No matter how advanced and well-scaled your Splunk infrastructure is, if all scheduled reports and alerts are running at the same time, the system will start experiencing performance issues. Typically, you will receive a Splunk message saying that you have reached the limit of concurrent or historical searches. There are only a certain number of searches that can be run on fixed CPU capacity for each Splunk server or collection of servers. A common problem a Splunk administrator will inevitably face is how to limit the number of searches running at the same time. One way to fix this is to throw more servers into you Splunk environment, but that is not a cost-efficient way.
It is important to properly stagger and plan scheduled searches, reports, alerts, dashboards, and so on, ensuring they are not all running at the same time. In addition to the schedule time, there are two ways to help achieve staggering in scheduled search runs:
- Time windows: The first way to ensure that searches are not running concurrently is to set a time window. You have done this in the exercises in this chapter. This is not ideal if you need to schedule searches for an exact time.
- Custom Cron schedule: This is what most advanced users use to create their schedules. Cron is a system daemon, or a computer program that runs as a background process, derived from traditional UNIX systems, and is used to execute tasks at specified times.
Let's go through an example of how to use a Custom Cron schedule. Begin with this search in the Destinations app search bar, which finds all errors in a payment:
- Enter and run the following search:
SPL> eventtype=bad_payment
- Save it as an alert by clicking on Save As | Alert.
- Name it Payment Errors.
- Change the permissions to Shared in App.
- In the Alert type, change the schedule to Run on Cron Schedule.
- Click on the Time Range button to access a slimmed-down version of the time-range picker.
- On the Relative tab, in the Earliest field, enter 15 and change the drop-down selection to Minutes Ago. Also select Beginning of minute to ensure it starts at the beginning of the 15th minute.
- For Latest, leave the default selection of Now.

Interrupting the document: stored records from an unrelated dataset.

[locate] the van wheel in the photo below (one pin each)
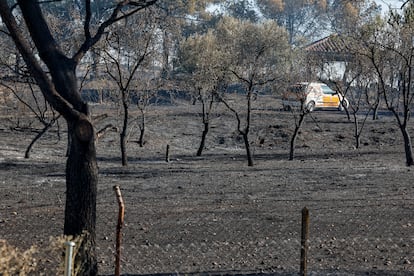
(310, 107)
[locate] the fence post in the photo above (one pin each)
(304, 242)
(68, 258)
(121, 207)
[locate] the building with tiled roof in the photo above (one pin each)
(328, 58)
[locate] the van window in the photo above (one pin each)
(297, 88)
(327, 90)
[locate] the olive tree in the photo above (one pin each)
(203, 66)
(124, 60)
(388, 47)
(258, 57)
(55, 74)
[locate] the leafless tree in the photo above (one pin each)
(59, 85)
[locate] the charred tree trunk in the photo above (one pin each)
(407, 146)
(248, 151)
(203, 138)
(37, 137)
(123, 134)
(142, 129)
(81, 190)
(357, 134)
(295, 135)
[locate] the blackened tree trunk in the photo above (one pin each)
(142, 128)
(298, 126)
(59, 86)
(203, 138)
(407, 146)
(247, 146)
(81, 190)
(123, 134)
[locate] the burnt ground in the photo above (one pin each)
(214, 215)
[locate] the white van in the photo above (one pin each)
(314, 95)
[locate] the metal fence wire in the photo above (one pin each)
(232, 222)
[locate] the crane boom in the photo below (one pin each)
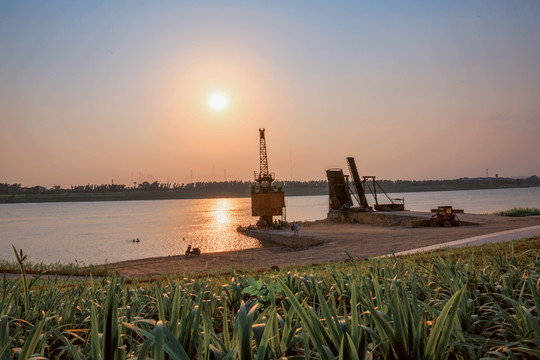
(266, 200)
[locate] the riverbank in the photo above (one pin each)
(337, 242)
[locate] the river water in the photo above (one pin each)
(100, 232)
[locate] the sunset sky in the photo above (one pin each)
(94, 91)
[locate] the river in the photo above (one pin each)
(100, 232)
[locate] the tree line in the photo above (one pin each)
(242, 188)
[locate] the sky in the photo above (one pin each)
(99, 92)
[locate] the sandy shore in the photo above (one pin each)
(359, 240)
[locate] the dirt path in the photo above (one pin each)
(359, 240)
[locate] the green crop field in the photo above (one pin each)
(478, 303)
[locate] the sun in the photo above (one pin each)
(218, 102)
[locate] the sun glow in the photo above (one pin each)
(218, 102)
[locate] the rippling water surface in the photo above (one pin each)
(99, 232)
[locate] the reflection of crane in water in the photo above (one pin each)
(266, 200)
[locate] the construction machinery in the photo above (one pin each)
(266, 200)
(339, 193)
(444, 216)
(340, 198)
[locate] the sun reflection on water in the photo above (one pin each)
(221, 212)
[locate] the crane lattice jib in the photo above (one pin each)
(264, 157)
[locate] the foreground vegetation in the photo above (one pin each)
(462, 304)
(519, 212)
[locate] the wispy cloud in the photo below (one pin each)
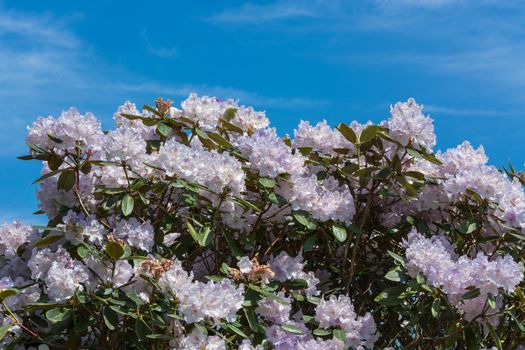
(279, 10)
(160, 51)
(43, 63)
(442, 110)
(220, 91)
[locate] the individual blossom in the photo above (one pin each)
(339, 312)
(320, 137)
(269, 154)
(136, 234)
(434, 258)
(408, 125)
(216, 171)
(71, 128)
(14, 235)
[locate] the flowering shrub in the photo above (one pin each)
(201, 228)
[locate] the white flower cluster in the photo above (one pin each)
(135, 233)
(326, 201)
(409, 126)
(339, 312)
(268, 154)
(208, 110)
(71, 128)
(287, 268)
(61, 274)
(434, 257)
(213, 186)
(198, 301)
(216, 171)
(320, 137)
(464, 168)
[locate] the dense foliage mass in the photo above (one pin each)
(201, 228)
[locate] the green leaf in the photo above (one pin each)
(290, 328)
(304, 219)
(6, 293)
(127, 205)
(397, 257)
(252, 320)
(397, 275)
(114, 250)
(58, 315)
(391, 296)
(436, 305)
(54, 138)
(110, 318)
(229, 114)
(205, 236)
(339, 232)
(267, 294)
(268, 183)
(494, 335)
(471, 294)
(368, 134)
(339, 334)
(245, 204)
(491, 301)
(4, 330)
(47, 240)
(54, 162)
(164, 129)
(321, 332)
(66, 180)
(220, 140)
(235, 329)
(309, 243)
(193, 232)
(82, 251)
(347, 132)
(297, 284)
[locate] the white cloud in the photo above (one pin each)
(43, 64)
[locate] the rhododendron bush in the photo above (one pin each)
(201, 228)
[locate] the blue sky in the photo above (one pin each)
(338, 60)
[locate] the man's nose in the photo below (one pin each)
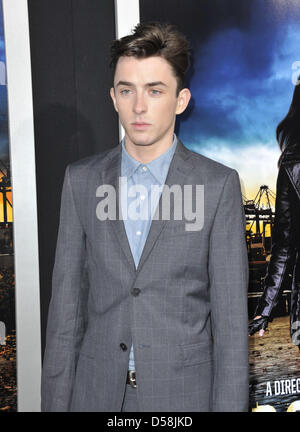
(139, 104)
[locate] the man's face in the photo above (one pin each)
(144, 95)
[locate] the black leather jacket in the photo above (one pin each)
(286, 240)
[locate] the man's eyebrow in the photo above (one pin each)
(152, 84)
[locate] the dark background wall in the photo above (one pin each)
(73, 113)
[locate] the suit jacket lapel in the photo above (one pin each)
(111, 176)
(179, 168)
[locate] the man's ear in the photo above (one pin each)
(112, 95)
(183, 100)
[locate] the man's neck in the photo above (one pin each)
(146, 153)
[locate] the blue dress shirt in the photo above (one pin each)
(137, 210)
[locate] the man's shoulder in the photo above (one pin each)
(209, 166)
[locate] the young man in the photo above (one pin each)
(149, 301)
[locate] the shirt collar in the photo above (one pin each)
(158, 167)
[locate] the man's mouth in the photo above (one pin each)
(140, 125)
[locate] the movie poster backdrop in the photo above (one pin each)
(8, 389)
(246, 59)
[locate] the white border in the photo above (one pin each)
(22, 154)
(127, 16)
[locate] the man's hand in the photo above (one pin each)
(258, 323)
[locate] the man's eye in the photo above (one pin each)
(125, 91)
(155, 92)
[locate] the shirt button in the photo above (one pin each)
(135, 292)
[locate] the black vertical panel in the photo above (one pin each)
(73, 114)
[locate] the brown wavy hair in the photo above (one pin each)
(155, 39)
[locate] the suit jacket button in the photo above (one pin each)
(135, 292)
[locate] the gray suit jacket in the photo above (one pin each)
(187, 320)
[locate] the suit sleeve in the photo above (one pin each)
(66, 315)
(228, 271)
(283, 249)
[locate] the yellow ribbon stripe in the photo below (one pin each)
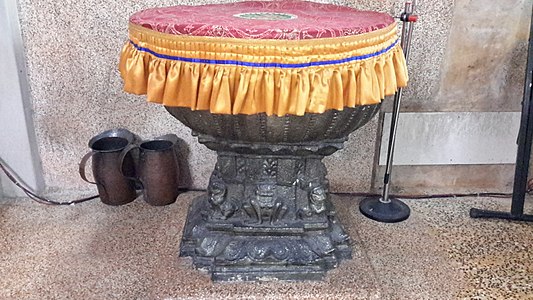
(276, 77)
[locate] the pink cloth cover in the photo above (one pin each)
(288, 19)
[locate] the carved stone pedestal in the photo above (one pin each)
(267, 214)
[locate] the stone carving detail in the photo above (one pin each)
(221, 208)
(265, 204)
(262, 212)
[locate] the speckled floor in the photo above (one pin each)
(94, 251)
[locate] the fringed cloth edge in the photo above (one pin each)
(237, 76)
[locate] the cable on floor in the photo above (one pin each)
(14, 178)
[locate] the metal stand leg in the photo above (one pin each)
(386, 209)
(523, 155)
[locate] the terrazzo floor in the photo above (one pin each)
(94, 251)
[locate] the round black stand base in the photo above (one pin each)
(392, 212)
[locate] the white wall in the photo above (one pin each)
(17, 137)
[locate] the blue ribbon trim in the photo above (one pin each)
(263, 65)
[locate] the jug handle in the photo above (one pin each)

- Click on Apply to return to the Save As Alert window. Not clicking on the Apply button will mean your recent entries will not be saved for use.
- In the Cron Expression field, leave the default entry, but be sure to see the next table for a clear explanation of what the Cron expression options are.
- Finally, change the Trigger Actions to Add to Triggered Alerts. Use the following screenshot as a guide:
- Click on Save when done.
The Cron expression * * * * * corresponds to minute, hour, day, month, day-of-week.
Learning Cron expressions is easiest when you look at examples. The more examples, the simpler it is to understand this method of scheduling. Here are some typical examples:
| Cron expression | Schedule |
| */5 * * * * | Every 5 minutes |
| */15 * * * * | Every 15 minutes |
| 0 */6 * * * | Every 6 hours, on the hour |
| 30 */2 * * * | Every 2 hours at the 30th minute (for instance, 3:30) |
| 45 14 1,10 * * | Every 1st and 10th of the month, at 2:45 pm. |
| 0 */1 * 1-5 | Every hour, Monday to Friday |
| 2,17,32,47 * * * * | Every 2nd minute, 17th minute, 32nd minute, and 47th minute of every hour. |
Now that you know something about Cron expressions, you can fine-tune all your searches to run in precise and different schedules.